为什么嵌套循环比扁平循环执行得快得多？

Question

UPDATE

Sorry guys but the pervious number is INACCURATE. When I tested the previous code I used tqdm to see the expected time and the function will hurt the performance when the iterable object is very long. So I get 18.22s, which is 9 times longer than 2.43s.

HOWEVER, the conclusion is CONSISTENT: The nested loop is much FASTER. When the iteration time is 100^5, the difference is significant: 321.49 vs 210.05. There is about 1.53-time gap between them. Generally, we don't face this kind of long iteration, I'm just curious to know reason of the anomalistic situation.

My python version is 3.7.3. I use 13-inch MacBookPro2019 with 2.4 GHz Intel Core i5. The OS is macOS Mojave 10.14.6

---

I found a weird situation in python as follows:

import time

start = time.time()
# flattened loop
for i in range(100**4):
    pass
print(time.time() - start) # 18.22(Wrong! Should be 3.09)

# nested loop
start = time.time()
for i in range(100):
    for j in range(100):
        for k in range(100):
            for l in range(100):
                pass
print(time.time() - start) # 2.43

The two kinds of loops above have the same iteration times. However the nested loop(2.43s) is running much faster that the flattened one(18.22s). The difference is bigger with the increasing of the iteration time. Hoes does this happen?

Answer 1

Firstly, that is not a reliable way of measuring code execution.

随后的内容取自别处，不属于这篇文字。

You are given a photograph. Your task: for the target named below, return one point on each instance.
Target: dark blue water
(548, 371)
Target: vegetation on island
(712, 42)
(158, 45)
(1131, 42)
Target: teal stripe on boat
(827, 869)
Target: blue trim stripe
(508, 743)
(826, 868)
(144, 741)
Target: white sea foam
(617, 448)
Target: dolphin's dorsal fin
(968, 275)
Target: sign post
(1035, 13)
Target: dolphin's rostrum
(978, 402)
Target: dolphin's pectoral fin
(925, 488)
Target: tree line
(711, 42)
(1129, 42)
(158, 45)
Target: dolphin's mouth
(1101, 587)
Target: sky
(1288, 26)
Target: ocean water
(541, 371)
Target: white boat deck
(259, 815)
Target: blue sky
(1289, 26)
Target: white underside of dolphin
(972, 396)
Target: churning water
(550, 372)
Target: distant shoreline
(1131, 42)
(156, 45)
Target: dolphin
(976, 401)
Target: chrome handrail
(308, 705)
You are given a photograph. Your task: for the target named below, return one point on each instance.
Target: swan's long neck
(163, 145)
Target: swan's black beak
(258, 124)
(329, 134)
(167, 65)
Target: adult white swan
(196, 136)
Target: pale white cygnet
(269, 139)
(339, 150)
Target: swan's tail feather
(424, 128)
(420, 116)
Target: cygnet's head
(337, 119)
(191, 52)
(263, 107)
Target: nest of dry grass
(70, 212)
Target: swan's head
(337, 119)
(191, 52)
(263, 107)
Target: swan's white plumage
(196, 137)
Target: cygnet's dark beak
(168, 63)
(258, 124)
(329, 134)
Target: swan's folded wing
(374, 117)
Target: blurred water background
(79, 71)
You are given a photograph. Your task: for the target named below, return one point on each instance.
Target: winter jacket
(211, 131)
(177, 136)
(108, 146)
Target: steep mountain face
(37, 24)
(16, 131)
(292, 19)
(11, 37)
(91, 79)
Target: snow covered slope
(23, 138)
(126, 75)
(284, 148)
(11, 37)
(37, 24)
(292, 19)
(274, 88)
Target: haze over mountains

Let us consider this code instead (to be runned in IPython), which does not include the power calculation in the loop, and has some computation just to make sure that it cannot be "optimized" to "please do nothing".

def flattened_loop(n):
    x = 0
    for i in range(n):
        x += 1
    return x


def nested4_loop(n):
    x = 0
    for i in range(n):
        for j in range(n):
            for k in range(n):
                for l in range(n):
                    x += 1
    return x


print(f'{"n":>4s}  {"n ** 4":>16s}  {"flattened":>18s}  {"nested4":>18s}')
for n in range(10, 120, 10):
    t1 = %timeit -q -o flattened_loop(n)
    t2 = %timeit -q -o nested4_loop(n)
    print(f'{n:4}  {n**4:16}  {t1.best * 1e3:15.3f} ms  {t2.best * 1e3:15.3f} ms')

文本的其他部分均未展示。